Title:Compressed Neighbor Discovery for Wireless Networks

Abstract:This paper studies neighbor discovery problem in wireless networks, namely, each node wishes to discover and identify the network interface addresses (NIAs) of those nodes within a single hop. A novel paradigm, called compressed neighbor discovery is proposed, which enables all nodes to simultaneously discover their respective neighborhoods with a single frame of transmission. The key technique is to assign each node a unique on-off signature and let all nodes simultaneously transmit their signatures. Despite that the radios are half-duplex, each node observes a superposition of its neighbors' signatures through its own off-slots. To identify its neighbors out of a large network address space, each node solves a compressed sensing problem.

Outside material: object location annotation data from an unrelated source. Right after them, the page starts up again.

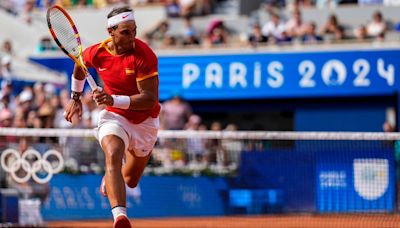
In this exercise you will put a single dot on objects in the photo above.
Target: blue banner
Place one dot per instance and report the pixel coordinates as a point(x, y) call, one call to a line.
point(277, 75)
point(74, 197)
point(273, 75)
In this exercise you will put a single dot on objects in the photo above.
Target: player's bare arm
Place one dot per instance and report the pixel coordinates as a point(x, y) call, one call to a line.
point(74, 106)
point(145, 100)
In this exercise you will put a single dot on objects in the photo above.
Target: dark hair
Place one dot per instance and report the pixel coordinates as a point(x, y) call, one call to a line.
point(117, 11)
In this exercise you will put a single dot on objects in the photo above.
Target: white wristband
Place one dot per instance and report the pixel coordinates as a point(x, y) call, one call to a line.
point(121, 101)
point(77, 85)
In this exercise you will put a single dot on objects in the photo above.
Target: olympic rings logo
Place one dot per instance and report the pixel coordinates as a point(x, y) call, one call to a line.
point(32, 169)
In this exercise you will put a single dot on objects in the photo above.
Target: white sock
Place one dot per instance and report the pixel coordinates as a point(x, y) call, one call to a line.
point(118, 211)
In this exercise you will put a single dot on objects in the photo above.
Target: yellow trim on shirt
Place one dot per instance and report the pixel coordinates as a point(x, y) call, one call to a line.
point(147, 76)
point(129, 71)
point(105, 46)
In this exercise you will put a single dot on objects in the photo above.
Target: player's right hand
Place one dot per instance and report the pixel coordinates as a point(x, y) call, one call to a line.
point(72, 108)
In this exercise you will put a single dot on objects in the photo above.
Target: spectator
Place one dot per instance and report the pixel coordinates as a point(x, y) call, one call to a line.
point(331, 27)
point(340, 34)
point(327, 3)
point(158, 34)
point(274, 28)
point(25, 100)
point(256, 37)
point(189, 33)
point(187, 7)
point(295, 26)
point(361, 33)
point(45, 45)
point(6, 120)
point(310, 35)
point(377, 27)
point(26, 14)
point(173, 9)
point(175, 113)
point(217, 33)
point(217, 154)
point(7, 96)
point(195, 146)
point(6, 58)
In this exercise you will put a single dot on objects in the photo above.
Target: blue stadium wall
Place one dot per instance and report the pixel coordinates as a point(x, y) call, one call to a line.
point(346, 90)
point(308, 79)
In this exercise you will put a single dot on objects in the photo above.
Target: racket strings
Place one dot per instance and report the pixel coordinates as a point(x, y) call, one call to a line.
point(64, 32)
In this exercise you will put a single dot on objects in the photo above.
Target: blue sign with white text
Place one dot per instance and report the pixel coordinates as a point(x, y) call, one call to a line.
point(279, 75)
point(272, 75)
point(74, 197)
point(358, 182)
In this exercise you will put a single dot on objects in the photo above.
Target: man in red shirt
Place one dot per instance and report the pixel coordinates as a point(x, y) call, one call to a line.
point(128, 126)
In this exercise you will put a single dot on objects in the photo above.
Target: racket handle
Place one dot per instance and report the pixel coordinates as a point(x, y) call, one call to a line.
point(92, 83)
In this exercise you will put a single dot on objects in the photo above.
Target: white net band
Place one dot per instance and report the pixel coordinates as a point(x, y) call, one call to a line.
point(255, 135)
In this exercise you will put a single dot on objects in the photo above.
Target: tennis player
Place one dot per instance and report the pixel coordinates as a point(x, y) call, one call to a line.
point(127, 128)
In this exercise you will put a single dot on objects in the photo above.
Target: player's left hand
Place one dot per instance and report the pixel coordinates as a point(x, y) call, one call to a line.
point(102, 98)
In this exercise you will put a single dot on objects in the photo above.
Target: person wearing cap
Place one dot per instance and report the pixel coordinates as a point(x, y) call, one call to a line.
point(128, 126)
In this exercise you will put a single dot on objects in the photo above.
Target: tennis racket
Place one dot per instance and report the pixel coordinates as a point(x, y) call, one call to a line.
point(65, 34)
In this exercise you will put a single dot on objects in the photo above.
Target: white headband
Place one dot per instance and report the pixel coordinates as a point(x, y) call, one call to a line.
point(119, 18)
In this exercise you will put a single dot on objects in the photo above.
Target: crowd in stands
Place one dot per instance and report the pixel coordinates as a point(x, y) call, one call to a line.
point(42, 106)
point(277, 29)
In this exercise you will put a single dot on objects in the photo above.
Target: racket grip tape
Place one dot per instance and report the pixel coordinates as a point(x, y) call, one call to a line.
point(92, 83)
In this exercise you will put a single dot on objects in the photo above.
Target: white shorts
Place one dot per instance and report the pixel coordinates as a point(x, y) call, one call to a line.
point(139, 138)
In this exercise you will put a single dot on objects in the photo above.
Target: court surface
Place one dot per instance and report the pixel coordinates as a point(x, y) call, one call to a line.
point(340, 221)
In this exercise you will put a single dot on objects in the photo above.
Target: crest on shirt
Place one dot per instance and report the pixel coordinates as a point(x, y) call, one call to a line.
point(129, 71)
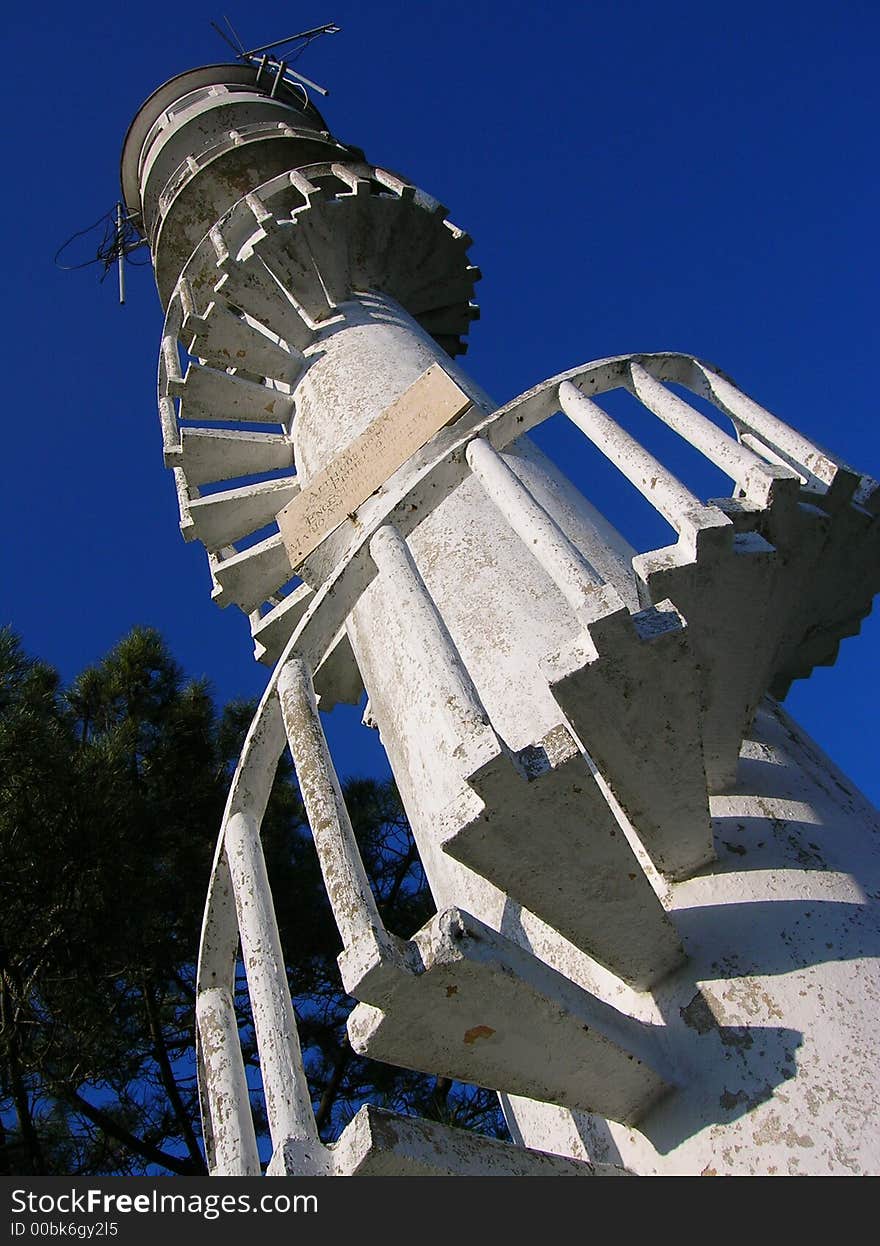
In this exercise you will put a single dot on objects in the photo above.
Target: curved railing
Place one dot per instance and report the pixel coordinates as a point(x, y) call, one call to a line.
point(765, 460)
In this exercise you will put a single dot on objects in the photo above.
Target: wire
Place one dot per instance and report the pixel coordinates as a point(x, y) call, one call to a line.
point(115, 243)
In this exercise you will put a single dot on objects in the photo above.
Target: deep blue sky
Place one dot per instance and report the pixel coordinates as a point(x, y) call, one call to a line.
point(637, 176)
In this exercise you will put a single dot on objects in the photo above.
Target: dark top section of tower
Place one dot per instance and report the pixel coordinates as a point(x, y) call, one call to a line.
point(206, 138)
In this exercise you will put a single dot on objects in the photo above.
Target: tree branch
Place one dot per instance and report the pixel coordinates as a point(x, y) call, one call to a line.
point(168, 1080)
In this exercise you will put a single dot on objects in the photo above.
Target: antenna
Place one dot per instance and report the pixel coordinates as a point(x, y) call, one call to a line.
point(282, 66)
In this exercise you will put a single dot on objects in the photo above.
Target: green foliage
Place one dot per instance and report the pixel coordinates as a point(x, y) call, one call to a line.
point(111, 795)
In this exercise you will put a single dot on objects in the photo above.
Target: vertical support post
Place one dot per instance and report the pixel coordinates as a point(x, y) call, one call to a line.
point(570, 571)
point(354, 907)
point(120, 253)
point(287, 1094)
point(429, 633)
point(734, 460)
point(663, 490)
point(231, 1120)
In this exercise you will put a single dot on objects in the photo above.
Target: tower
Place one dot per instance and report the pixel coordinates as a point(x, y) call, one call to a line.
point(655, 935)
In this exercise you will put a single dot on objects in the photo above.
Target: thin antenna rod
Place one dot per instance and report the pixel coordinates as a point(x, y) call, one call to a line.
point(320, 90)
point(329, 29)
point(226, 39)
point(120, 256)
point(234, 35)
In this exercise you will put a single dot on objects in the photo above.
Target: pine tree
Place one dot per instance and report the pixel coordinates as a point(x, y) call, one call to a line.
point(111, 794)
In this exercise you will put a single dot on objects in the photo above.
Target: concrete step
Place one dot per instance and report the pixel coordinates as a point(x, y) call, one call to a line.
point(630, 689)
point(215, 395)
point(227, 516)
point(247, 284)
point(227, 340)
point(722, 581)
point(251, 577)
point(483, 1009)
point(210, 455)
point(379, 1143)
point(544, 832)
point(286, 254)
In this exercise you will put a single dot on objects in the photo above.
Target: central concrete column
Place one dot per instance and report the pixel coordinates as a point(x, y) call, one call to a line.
point(501, 609)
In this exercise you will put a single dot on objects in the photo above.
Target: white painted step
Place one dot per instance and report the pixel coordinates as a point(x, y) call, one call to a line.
point(221, 518)
point(379, 1143)
point(251, 577)
point(484, 1011)
point(210, 455)
point(722, 581)
point(227, 340)
point(210, 394)
point(630, 690)
point(544, 832)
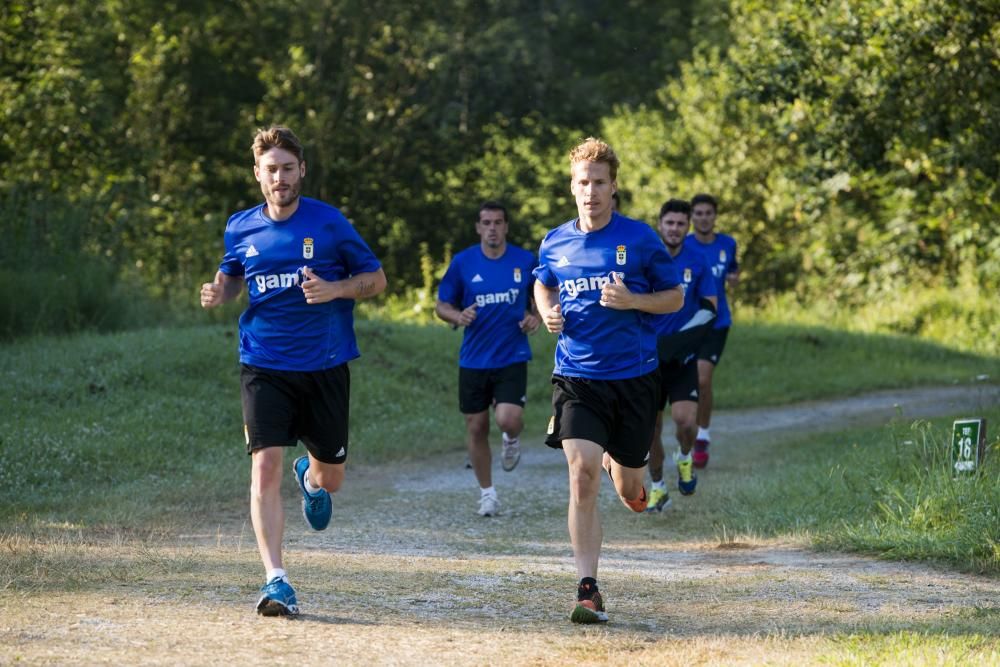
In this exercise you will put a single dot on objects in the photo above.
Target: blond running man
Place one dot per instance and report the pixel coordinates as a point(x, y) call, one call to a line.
point(600, 278)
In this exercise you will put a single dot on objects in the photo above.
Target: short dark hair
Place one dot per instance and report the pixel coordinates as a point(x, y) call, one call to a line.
point(675, 206)
point(702, 198)
point(492, 205)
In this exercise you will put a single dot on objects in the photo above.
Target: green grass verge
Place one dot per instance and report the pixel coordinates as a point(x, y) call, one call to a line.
point(91, 423)
point(888, 492)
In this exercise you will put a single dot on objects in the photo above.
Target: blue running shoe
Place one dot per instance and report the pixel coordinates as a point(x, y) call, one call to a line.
point(277, 599)
point(318, 507)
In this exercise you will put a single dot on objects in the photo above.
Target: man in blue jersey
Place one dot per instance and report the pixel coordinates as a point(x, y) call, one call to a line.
point(304, 265)
point(487, 290)
point(600, 278)
point(679, 335)
point(720, 251)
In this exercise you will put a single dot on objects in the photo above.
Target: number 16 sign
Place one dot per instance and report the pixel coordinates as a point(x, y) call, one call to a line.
point(968, 443)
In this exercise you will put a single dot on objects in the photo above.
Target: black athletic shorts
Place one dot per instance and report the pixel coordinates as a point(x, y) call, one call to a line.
point(282, 407)
point(478, 388)
point(712, 346)
point(619, 415)
point(678, 382)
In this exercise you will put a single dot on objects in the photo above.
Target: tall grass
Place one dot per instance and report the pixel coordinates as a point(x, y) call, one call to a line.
point(962, 316)
point(885, 491)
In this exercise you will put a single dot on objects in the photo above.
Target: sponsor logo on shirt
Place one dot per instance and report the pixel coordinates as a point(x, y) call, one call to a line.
point(510, 296)
point(584, 284)
point(275, 281)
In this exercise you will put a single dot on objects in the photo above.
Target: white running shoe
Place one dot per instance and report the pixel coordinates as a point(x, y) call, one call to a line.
point(489, 505)
point(511, 453)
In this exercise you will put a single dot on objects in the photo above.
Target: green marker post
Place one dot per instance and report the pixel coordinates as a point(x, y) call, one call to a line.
point(968, 444)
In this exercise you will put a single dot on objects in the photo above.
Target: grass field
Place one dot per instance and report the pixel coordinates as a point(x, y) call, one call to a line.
point(156, 413)
point(123, 491)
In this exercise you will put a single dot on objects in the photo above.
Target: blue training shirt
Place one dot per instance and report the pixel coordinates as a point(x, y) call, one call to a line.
point(500, 288)
point(697, 281)
point(279, 330)
point(599, 342)
point(721, 257)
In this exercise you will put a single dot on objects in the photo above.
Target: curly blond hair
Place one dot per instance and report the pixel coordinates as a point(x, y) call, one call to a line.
point(276, 136)
point(595, 150)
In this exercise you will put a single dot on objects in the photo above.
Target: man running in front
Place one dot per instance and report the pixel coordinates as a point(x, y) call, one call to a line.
point(600, 278)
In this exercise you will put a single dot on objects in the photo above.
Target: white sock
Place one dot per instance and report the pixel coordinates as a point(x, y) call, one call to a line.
point(310, 489)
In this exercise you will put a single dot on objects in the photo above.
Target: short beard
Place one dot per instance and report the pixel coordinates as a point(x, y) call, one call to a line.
point(291, 195)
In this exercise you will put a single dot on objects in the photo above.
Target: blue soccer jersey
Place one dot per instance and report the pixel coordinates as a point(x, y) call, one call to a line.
point(721, 257)
point(599, 342)
point(279, 330)
point(500, 288)
point(697, 281)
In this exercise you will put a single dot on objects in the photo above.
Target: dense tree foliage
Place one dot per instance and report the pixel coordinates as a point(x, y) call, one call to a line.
point(853, 143)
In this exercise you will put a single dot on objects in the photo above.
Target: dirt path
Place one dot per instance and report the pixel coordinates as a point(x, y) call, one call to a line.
point(408, 574)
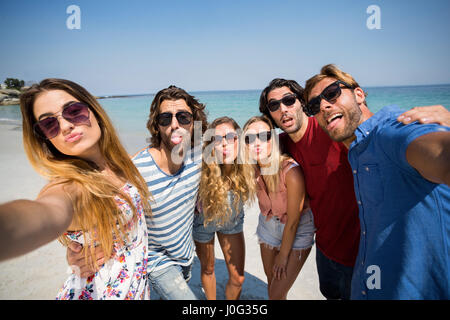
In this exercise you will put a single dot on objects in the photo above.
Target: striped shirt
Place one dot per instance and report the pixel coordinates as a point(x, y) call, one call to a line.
point(170, 240)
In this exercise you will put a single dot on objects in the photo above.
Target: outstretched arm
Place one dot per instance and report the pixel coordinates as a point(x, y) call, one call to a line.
point(429, 114)
point(430, 156)
point(25, 225)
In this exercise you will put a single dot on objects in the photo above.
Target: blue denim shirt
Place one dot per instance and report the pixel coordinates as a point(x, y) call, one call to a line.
point(404, 251)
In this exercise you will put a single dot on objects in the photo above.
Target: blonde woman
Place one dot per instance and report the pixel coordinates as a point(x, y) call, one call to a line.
point(95, 195)
point(223, 191)
point(285, 231)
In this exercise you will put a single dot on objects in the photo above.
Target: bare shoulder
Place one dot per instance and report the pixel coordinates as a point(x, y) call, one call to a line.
point(295, 176)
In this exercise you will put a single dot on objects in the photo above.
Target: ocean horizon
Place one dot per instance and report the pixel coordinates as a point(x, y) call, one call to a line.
point(129, 113)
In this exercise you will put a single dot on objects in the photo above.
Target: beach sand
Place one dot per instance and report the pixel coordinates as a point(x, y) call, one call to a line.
point(40, 274)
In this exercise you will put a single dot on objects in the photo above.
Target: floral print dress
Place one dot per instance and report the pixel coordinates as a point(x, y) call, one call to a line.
point(124, 276)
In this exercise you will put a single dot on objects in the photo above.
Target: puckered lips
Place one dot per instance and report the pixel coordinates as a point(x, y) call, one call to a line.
point(287, 120)
point(333, 120)
point(178, 135)
point(73, 137)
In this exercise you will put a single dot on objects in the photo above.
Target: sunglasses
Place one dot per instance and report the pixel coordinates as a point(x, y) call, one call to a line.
point(262, 136)
point(165, 118)
point(330, 93)
point(76, 113)
point(230, 137)
point(288, 101)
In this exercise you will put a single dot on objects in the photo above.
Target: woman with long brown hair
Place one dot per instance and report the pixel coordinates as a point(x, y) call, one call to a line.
point(285, 227)
point(222, 194)
point(95, 195)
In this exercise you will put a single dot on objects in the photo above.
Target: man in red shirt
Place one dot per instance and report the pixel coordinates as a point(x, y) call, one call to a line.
point(328, 178)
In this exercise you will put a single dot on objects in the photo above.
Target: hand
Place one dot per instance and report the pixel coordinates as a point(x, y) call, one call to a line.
point(429, 114)
point(279, 266)
point(76, 260)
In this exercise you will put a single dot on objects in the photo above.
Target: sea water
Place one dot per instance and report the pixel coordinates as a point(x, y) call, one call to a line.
point(130, 114)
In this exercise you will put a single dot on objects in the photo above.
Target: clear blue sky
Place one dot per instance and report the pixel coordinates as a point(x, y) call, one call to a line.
point(130, 47)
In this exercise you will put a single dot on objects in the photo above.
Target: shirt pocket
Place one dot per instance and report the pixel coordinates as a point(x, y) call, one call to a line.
point(371, 184)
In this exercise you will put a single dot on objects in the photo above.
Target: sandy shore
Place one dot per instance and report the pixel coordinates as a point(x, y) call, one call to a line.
point(39, 274)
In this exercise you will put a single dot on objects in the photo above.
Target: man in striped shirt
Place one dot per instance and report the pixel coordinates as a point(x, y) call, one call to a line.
point(171, 166)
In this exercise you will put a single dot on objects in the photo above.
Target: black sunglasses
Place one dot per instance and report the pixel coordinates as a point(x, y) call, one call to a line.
point(287, 100)
point(76, 113)
point(330, 93)
point(165, 118)
point(230, 137)
point(263, 136)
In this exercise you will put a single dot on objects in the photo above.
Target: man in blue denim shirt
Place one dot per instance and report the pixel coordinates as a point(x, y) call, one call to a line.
point(401, 178)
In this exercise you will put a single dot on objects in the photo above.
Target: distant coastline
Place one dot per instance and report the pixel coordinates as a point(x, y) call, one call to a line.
point(10, 97)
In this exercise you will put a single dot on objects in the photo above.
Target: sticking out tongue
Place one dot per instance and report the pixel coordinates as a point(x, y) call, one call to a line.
point(176, 139)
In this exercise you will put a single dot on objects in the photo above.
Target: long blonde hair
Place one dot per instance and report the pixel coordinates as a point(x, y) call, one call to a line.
point(215, 185)
point(276, 158)
point(95, 209)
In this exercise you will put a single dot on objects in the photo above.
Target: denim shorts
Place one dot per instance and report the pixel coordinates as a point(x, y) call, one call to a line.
point(271, 232)
point(206, 234)
point(171, 282)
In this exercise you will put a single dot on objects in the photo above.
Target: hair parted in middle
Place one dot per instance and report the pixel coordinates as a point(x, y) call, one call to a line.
point(215, 184)
point(276, 158)
point(95, 206)
point(173, 93)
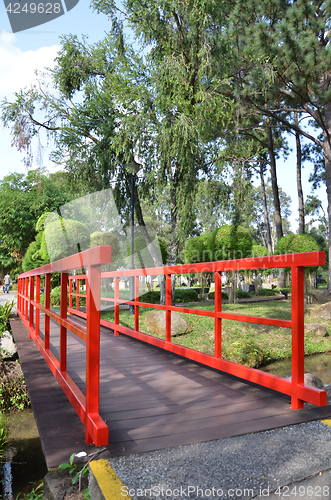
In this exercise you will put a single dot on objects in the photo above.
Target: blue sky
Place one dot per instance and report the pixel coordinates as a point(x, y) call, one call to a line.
point(21, 53)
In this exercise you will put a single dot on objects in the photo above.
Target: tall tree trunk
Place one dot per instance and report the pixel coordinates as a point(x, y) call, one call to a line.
point(299, 181)
point(275, 193)
point(265, 210)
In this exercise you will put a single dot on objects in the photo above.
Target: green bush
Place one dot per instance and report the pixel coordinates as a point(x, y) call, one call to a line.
point(13, 390)
point(153, 297)
point(186, 295)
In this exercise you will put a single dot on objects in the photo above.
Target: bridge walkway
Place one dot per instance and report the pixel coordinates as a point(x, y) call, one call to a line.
point(150, 399)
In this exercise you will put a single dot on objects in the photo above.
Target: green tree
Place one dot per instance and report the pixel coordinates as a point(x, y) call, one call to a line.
point(297, 243)
point(23, 198)
point(285, 59)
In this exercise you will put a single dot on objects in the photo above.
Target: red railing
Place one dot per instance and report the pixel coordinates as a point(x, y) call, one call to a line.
point(295, 387)
point(29, 307)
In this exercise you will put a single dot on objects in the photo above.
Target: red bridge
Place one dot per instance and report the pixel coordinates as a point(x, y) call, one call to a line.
point(132, 397)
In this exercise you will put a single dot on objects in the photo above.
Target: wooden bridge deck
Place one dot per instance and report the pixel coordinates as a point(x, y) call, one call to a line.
point(149, 398)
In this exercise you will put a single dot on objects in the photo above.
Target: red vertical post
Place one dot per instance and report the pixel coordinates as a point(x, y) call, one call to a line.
point(31, 299)
point(63, 315)
point(93, 342)
point(47, 307)
point(116, 304)
point(168, 303)
point(136, 307)
point(298, 327)
point(38, 302)
point(218, 308)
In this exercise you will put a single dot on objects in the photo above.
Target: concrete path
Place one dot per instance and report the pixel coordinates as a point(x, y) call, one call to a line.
point(291, 462)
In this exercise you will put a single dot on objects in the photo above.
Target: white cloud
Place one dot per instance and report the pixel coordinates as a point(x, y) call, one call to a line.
point(17, 67)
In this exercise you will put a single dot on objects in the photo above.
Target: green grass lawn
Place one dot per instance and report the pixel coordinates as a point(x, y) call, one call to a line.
point(272, 342)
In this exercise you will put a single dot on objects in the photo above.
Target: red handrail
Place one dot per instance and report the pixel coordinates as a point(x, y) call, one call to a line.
point(28, 304)
point(87, 406)
point(294, 387)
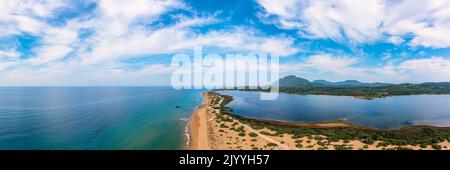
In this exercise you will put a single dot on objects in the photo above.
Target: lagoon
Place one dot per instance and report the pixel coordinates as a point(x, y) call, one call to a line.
point(383, 113)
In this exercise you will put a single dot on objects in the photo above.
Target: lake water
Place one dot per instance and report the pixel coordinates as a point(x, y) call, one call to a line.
point(385, 113)
point(95, 117)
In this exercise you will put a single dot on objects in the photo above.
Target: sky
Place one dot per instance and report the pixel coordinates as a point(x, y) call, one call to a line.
point(131, 43)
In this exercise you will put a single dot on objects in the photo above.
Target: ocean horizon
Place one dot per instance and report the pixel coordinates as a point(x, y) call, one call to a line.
point(95, 117)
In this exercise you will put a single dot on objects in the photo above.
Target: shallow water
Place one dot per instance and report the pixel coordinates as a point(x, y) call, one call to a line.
point(384, 113)
point(95, 117)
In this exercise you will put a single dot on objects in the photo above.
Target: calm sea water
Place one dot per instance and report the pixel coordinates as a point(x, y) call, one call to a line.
point(386, 113)
point(95, 117)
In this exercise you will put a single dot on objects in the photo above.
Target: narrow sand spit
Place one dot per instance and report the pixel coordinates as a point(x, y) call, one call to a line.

Two practical schemes are studied. The first employs random on-off signatures, and each node discovers its neighbors using a noncoherent detection algorithm based on group testing. The second scheme uses on-off signatures based on a deterministic second-order Reed-Muller code, and applies a chirp decoding algorithm. The second scheme needs much lower signal-to-noise ratio (SNR) and a shorter frame to achieve the same error performance. A network of over one million Poisson distributed nodes is studied numerically, where each node has 30 neighbors on average, and the channel between each pair of nodes is subject to path loss and Rayleigh fading. Within a single frame of 4,096 symbols, nodes can discover their respective neighbors with on average 99.7% accuracy at 10 dB SNR. The complexity of the chirp decoding algorithm is sub-linear, so that it is in principle scalable to networks with 48-bit IEEE 802.11 MAC addresses. The compressed neighbor discovery schemes are much more efficient than conventional random access discovery, where nodes have to retransmit over many frames with random delays to be successfully discovered due to collisions.